Offene Kultur
Kultur öffnet den Blick für andere Perspektiven und schafft Raum für neues Denken und Handeln. Sie zeigt, was Menschen gestaltend hervorbringen. Sie baut Brücken und verbindet uns in unserer Verschiedenheit miteinander. Umso wichtiger ist es, dass alle an Kultur teilhaben können und die Vielfalt unter den behinderten Kunstschaffenden gefördert wird. Eine bewusste Auseinandersetzung mit den Erfahrungen und Lebenswelten von Menschen mit Behinderungen führen zu neuen Erkenntnissen. Sie verhelfen allen Besuchern dazu, Meinungen zu überdenken und Vorurteile abzubauen.
Bauliche und organisatorische Mängel in den Kulturstätten sind immer noch eines der grössten Probleme von Menschen mit Behinderungen beim Besuch von Konzerten und Theatervorführungen. Hauptsächlich liegt dies an der mangelnden Sensibilität oder Unwissenheit der Veranstalter von Kulturanlässen. Gefragt sind daher mehr Kontrolle und Beratung, denn die gesetzlichen Regelungen für eine Anpassung sind vorhanden. Menschen mit Behinderungen treten aber nicht nur als Besucher auf, sondern auch als Künstler, Artist usw. Ein hindernisfreies Gebäude nimmt diesen Aspekt auf und berücksichtigt auch hinter den Kulissen die Anliegen von Menschen mit Behinderungen.
Leider fehlen immer noch häufig zweckmässige Informationen über die Veranstaltungen selber oder die dafür gewählten Räumlichkeiten. Menschen mit Behinderungen können sich deshalb oft nicht ausreichend über das Kulturangebot informieren. Um die kulturelle Teilhabe zu verbessern, spielt daher eine gezielte Kommunikation für diese Gruppe eine zentrale Rolle. Davon profitieren auch andere Bevölkerungsgruppen, insbesondere ältere Menschen.
Ein Nebeneffekt der zunehmenden Integration von Menschen mit Behinderungen ist, dass zwischenzeitlich zahlreiche Theater- und Musikgruppen entstanden sind, in denen behinderte Menschen mitwirken.
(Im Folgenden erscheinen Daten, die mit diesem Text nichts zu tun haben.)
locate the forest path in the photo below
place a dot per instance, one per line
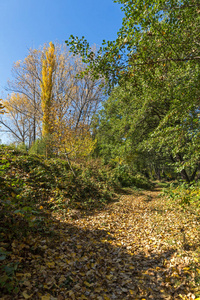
(134, 249)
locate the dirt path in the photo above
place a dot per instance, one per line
(132, 250)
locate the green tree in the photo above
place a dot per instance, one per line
(155, 62)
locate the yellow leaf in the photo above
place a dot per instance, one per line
(87, 283)
(51, 264)
(46, 297)
(26, 296)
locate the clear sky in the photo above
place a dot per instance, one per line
(28, 24)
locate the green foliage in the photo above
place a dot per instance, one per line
(154, 61)
(185, 195)
(39, 146)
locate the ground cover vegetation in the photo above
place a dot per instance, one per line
(100, 189)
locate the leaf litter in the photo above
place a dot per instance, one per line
(137, 248)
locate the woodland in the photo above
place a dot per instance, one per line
(99, 189)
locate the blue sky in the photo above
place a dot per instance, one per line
(28, 24)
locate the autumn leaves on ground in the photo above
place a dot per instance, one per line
(64, 238)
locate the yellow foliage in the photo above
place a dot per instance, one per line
(48, 66)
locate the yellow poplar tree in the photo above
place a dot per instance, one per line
(1, 107)
(48, 67)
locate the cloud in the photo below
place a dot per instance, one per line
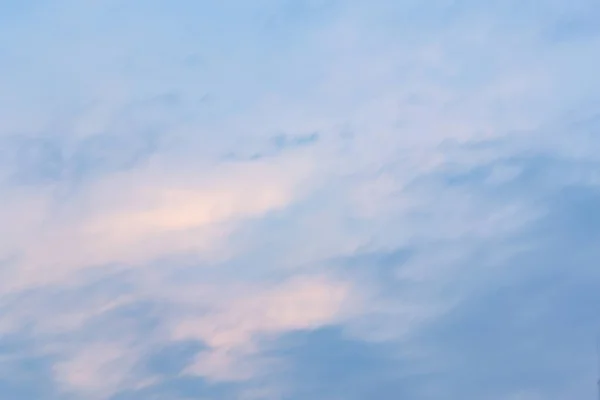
(310, 198)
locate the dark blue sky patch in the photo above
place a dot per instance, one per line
(325, 364)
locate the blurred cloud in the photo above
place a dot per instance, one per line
(291, 199)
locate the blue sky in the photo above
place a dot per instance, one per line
(296, 199)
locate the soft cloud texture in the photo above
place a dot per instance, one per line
(299, 199)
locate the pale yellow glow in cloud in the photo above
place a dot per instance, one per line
(139, 216)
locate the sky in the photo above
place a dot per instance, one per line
(299, 199)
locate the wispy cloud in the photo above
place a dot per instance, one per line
(291, 199)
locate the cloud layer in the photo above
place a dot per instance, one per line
(299, 199)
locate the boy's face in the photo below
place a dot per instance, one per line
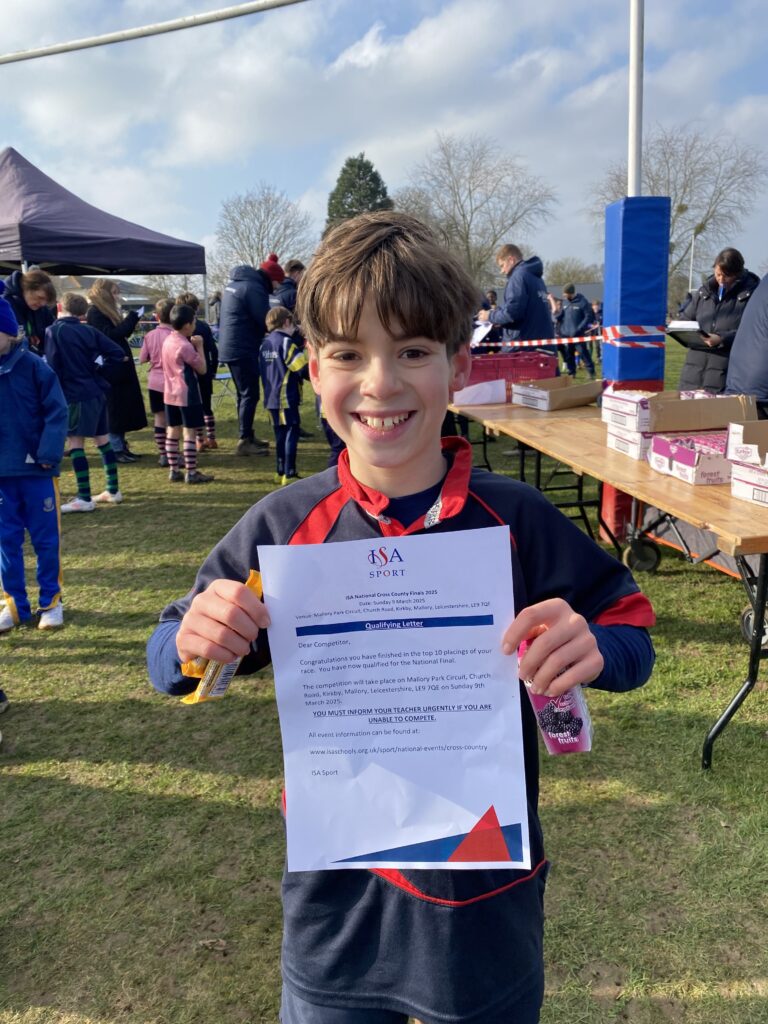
(386, 399)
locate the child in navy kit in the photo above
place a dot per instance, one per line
(183, 360)
(206, 436)
(283, 366)
(75, 351)
(152, 352)
(387, 313)
(33, 428)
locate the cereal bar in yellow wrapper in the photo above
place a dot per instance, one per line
(215, 676)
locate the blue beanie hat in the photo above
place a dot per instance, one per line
(8, 322)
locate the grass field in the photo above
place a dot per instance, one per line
(141, 846)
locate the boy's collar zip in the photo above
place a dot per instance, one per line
(450, 502)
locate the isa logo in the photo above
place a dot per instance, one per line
(385, 560)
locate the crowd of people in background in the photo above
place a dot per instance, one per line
(68, 377)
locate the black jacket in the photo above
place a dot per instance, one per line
(125, 403)
(245, 303)
(707, 368)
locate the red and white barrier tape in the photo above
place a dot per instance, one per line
(619, 336)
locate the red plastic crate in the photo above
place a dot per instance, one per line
(514, 367)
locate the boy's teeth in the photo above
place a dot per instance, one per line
(384, 423)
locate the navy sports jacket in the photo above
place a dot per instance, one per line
(436, 944)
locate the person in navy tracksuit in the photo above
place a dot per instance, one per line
(33, 429)
(283, 360)
(377, 946)
(524, 313)
(573, 320)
Die künstlerischen Arbeiten dieser Teilnehmer werden immer professioneller und fassen dadurch immer mehr auch Fuss in den Programmen der üblichen Theater und Konzertbetriebe. Eine Folge davon ist, dass die Welten der Behinderten und der Nichtbehinderten immer mehr zusammenfliessen. Während früher oft nicht behinderte Schauspieler die Rolle eines behinderten Menschen spielen mussten, kommt es heute immer öfter vor, dass diese Rolle mit einem behinderten Menschen besetzt wird. Das Schauspiel wird dadurch authentischer und realistischer, was ja oft auch die Aufgabe eines Theaters ist. Auch unter den Musikgruppen finden sich immer mehr Bands, in denen Menschen mit Behinderungen mitspielen. Für viele ist dies eine gute Gelegenheit, sich in einer anderen Form darzustellen, als nur sprachlich.
Damit Menschen mit Behinderungen am kulturellen Leben teilhaben können, müssen sie in die Mitte des Geschehens geholt und miteinbezogen werden. Behinderung ist kein Sonderfall, sondern ein Teil menschlicher Vielfalt. Diese Vielfalt wird zum Erfolgsfaktor, wenn Fähigkeiten und Potenziale jedes und jeder Einzelnen gezielt eingesetzt und produktiv genutzt werden. Kulturelle Projekte eignen sich im besonderen Masse dafür. Deshalb müssen sich Kulturförderung und Sponsoring öffnen. Viele kulturelle Projekte werden von staatlichen und privaten Stellen gefördert. Menschen mit Behinderungen sollen die gleichen Möglichkeiten haben, Förderung zu erhalten, wie Menschen ohne Behinderungen.
Das sieht auch die UNO-Behindertenrechtskonvention vor. So verlangt beispielsweise der Paragraph 30 der Konvention, dass die Vertragsstaaten geeignete Massnahmen treffen, «um Menschen mit Behinderungen die Möglichkeit zu geben, ihr kreatives, künstlerisches und intellektuelles Potenzial zu entfalten und zu nutzen […].»